Sans communiquer, les deux Eärendil s’entendirent sur la procédure à adopter. Teotl neutraliserait le géant à l’aide de son venin, celui-ci étant tout indiqué, pendant que lui s’occuperait des gêneurs. Ainsi, lorsqu’Asolraahn arriva au niveau des deux pirates, les masques tombèrent. Deux félins, des animaux cette fois pas graärh quand bien même la frontière est mince pour ne pas dire inexistante, se jetèrent sur l’elfe sombre. Nathaniel n’eut aucun mal à les neutraliser. Il esquiva de justesse le coup de patte et de croc, l’un des coups de patte venant simplement lui érafler la jambe d’une petite trace de griffure qui aurait pu être autrement plus grave. Puis, le roi utilisa l’eau environnante et en abondance pour piéger dans la glace les membres des deux animaux. Ils ne bougeraient pas de sitôt. Pendant ce temps-là, Teotl s’occupait du géant. Malheureusement, ou peut-être est-ce heureusement, l’opalin était un très bon combattant et la ruse des deux gredins ne fonctionna pas. S’apprêtant à planter de son dard le trand, ce dernier le saisit au dernier moment pour venir le planter dans la jambe de Nathaniel, qui n’eut pas le temps d’esquiver puisqu’il s’occupait à ce moment même de geler les deux animaux qui l’attaquaient.
« Et maintenant, tu meurs. »
Nathaniel étouffa un juron dans un grondement de douleur. Il allait encaisser le coup, aussi violent soit-il il devait pouvoir y arriver, même s’il avait des doutes dans la mesure où il provenait de ce géant. Mais le plus grave n’était pas le coup de bâton, mais le venin de son fils. Aussi dirigea-t-il le pouvoir de son bourdon au travers du vol du bourdon sur sa jambe et plus précisément sa blessure.

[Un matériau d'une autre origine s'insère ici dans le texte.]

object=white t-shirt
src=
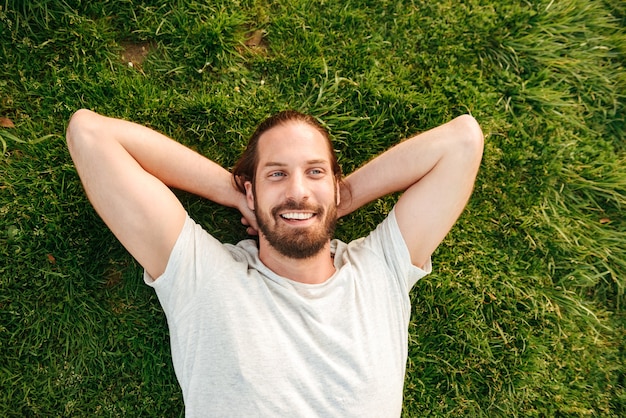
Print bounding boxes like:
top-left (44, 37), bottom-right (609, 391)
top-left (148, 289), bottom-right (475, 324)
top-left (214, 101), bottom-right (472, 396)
top-left (144, 211), bottom-right (431, 418)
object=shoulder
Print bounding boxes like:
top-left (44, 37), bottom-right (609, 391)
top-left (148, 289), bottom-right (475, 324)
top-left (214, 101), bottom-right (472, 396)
top-left (331, 210), bottom-right (432, 287)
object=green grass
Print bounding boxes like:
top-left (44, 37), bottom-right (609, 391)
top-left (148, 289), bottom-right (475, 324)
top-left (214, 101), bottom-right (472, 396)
top-left (0, 0), bottom-right (626, 417)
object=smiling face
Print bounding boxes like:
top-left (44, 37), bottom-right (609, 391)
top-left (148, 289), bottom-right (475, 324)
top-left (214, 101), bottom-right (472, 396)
top-left (245, 121), bottom-right (338, 259)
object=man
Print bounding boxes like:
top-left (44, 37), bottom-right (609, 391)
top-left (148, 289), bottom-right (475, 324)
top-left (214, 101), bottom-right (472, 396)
top-left (67, 110), bottom-right (483, 417)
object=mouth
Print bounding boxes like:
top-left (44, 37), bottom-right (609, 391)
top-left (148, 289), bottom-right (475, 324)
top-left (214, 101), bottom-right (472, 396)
top-left (280, 212), bottom-right (315, 221)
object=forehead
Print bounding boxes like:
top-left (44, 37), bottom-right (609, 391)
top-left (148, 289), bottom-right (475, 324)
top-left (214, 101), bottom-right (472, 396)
top-left (258, 121), bottom-right (330, 167)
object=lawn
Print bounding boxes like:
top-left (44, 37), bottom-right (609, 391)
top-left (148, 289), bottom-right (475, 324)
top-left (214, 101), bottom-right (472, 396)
top-left (0, 0), bottom-right (626, 417)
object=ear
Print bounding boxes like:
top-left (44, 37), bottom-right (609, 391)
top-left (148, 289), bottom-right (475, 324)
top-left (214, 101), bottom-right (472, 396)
top-left (243, 181), bottom-right (254, 211)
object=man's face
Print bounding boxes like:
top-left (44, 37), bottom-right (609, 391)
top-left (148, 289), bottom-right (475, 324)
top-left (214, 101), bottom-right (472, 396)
top-left (246, 121), bottom-right (338, 259)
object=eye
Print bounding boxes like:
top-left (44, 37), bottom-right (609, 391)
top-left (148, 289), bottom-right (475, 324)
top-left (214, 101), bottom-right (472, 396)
top-left (309, 168), bottom-right (325, 177)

Puisque les deux avaient l’optique de capturer le graärh, il devait s’agir d’un poison paralysant. Il ne fallait surtout pas qu’il se répande sinon son issue de secours ne fonctionnerait pas ! Plongeant un regard de défi dans celui du Graärh, l’elfe se prépara à subir l’attaque, quant au dernier moment son fils s’interposa entre eux d’eux, subissant le coup à sa place. Brave petit ! Sans doute tenait-il ça de sa mère … ou du côté de sa mère … à moins que ça ne soit du côté de son père, mais des véritables ascendants de Nathaniel, pas de Nathaniel lui-même. Au final ça n’avait pas d’importance ! Ils étaient tous deux blessés à présent. Quand bien même il louait l’intervention salutaire de son enfant. Cela lui éviterait une cicatrice supplémentaire. Et il préférait autant éviter de prendre de nouveau un coup sur la tête. Celui reçu par la faute d’Achroma lui suffisait pour au moins mille ans. Quoi qu’il en soit, il fallait à présent se sortir de cette situation, rebondir pour la tourner à nouveau à son avantage. Nathaniel jeta un rapide coup d’œil autour de lui. Derrière eux se tenait le portail que l’elfe sombre vit s’éteindre. Et au niveau de celui-ci il y avait des pirates, ses hommes, mais ils étaient aux prises avec des crocodiles locaux. Bon, il ne pourrait pas compter sur eux tout de suite. Mais il parvint à remarquer autre chose.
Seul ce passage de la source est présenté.